Elsewhere, nonresidential fixed investment, or spending on equipment, structures and intellectual property jumped 6.2% in 4Q after rising 2.5% prior quarter. Don’t expect this surge to continue, however, in light of the recent weak durable and core capex numbers.
What were the components of Q4 GDP? Here is the breakdown to the bottom line:
- Personal consumption contributed 1.92% to the bottom line 2.59% number, down from 2.37% in Q3
- Fixed Investment rebounded from Q3’s 0.21% to 0.69% in Q4.
- Growth in private inventories, which drove much of the Q3 GDP jump, hit a pothole, rising just 0.13% in Q4 after the prior quarter’s 2.33% jump.
- Net Trade (exports less imports) was the biggest contributor to the rebound in Q4, and after this subtracted 2.0% in Q3, the trade impact in Q4 was only a -0.22% subtraction from GDP.
- Finally, Government consumption added a modest 0.07% to the bottom line GDP, following a 0.44% contribution in Q3.
As Renaissance Macro’s Neil Dutta notes, “research & development spending is exploding, advancing 13.5% annualized in Q4, climbing 9.9% over the last year. Private R&D spending now represents 2.3% of US GDP, an all-time record. R&D spending is usually a good sign for future productivity growth. If secular stagnation is a thing, U.S. firms are fighting like hell to avoid it.”
Visually:
Some more details from the report:
- Current-dollar personal income increased $225.1 billion in the fourth quarter, compared with an increase of $190.6 billion in the third quarter. The acceleration in personal income reflected an upturn in farm proprietors’ income and accelerations in personal dividend income and personal interest income. Compensation of employees decelerated.

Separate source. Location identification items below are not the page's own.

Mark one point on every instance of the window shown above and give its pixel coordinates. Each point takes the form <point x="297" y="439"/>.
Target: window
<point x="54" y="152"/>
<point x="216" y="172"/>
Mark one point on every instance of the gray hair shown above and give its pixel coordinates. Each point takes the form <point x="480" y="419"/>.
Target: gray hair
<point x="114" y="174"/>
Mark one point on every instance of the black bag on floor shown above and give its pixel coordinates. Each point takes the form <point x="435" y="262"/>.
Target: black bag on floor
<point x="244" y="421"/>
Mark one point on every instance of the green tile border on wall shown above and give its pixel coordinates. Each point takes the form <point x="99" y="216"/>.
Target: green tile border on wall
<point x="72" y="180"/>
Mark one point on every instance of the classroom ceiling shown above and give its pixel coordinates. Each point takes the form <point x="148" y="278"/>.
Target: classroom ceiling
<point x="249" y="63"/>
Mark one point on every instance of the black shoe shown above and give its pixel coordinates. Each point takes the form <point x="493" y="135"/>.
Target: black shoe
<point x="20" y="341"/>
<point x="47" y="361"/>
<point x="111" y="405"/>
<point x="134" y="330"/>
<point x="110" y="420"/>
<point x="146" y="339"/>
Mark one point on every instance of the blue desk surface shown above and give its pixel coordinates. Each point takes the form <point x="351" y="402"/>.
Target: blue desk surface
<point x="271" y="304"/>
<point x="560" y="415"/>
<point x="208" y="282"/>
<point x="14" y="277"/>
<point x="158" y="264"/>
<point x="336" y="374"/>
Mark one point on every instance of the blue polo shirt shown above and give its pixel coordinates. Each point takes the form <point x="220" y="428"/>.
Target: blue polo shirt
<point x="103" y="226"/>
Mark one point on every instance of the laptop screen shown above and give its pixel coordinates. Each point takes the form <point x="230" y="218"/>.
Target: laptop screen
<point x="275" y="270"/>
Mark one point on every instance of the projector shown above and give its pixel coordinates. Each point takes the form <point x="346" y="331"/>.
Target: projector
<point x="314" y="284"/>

- Disposable personal income increased $218.7 billion, or 5.7 percent, in the fourth quarter, compared with an increase of $160.9 billion, or 4.2 percent, in the third quarter. Real disposable personal income increased 4.2 percent, compared with an increase of 2.6 percent.
- Personal saving was $1.06 trillion in the fourth quarter, compared with $996.0 billion in the third quarter. The personal saving rate — personal saving as a percentage of disposable personal income — was 6.7 percent in the fourth quarter, compared with 6.4 percent in the third quarter.
Other details from today’s GDP report showed that the Fed’s “pause” may have been a tad premature, with core PCE rising 1.7% in Q4 after rising 1.6% prior quarter, and slightly beating expectations of a 1.6% print. The GDP price index also beat expectations, printing at 1.8% in Q4, above the 1.7% expected, and in line with last quarter. Lastly, final sales to private domestic purchasers q/q rose 3.1% in 4Q after rising 3.0% prior quarter
Following the strong and surprise beat, the 10Y yield jumped to 2.70% from 2.66% prior to the report, also helping the dollar move sharply higher as suddenly the reflation theme appears to be back again.
And while Q4 was clearly a stronger than expected print, the real question is what happens in Q1, when most banks and nowcasts expect GDP to print below 2%, in some cases concerningly so.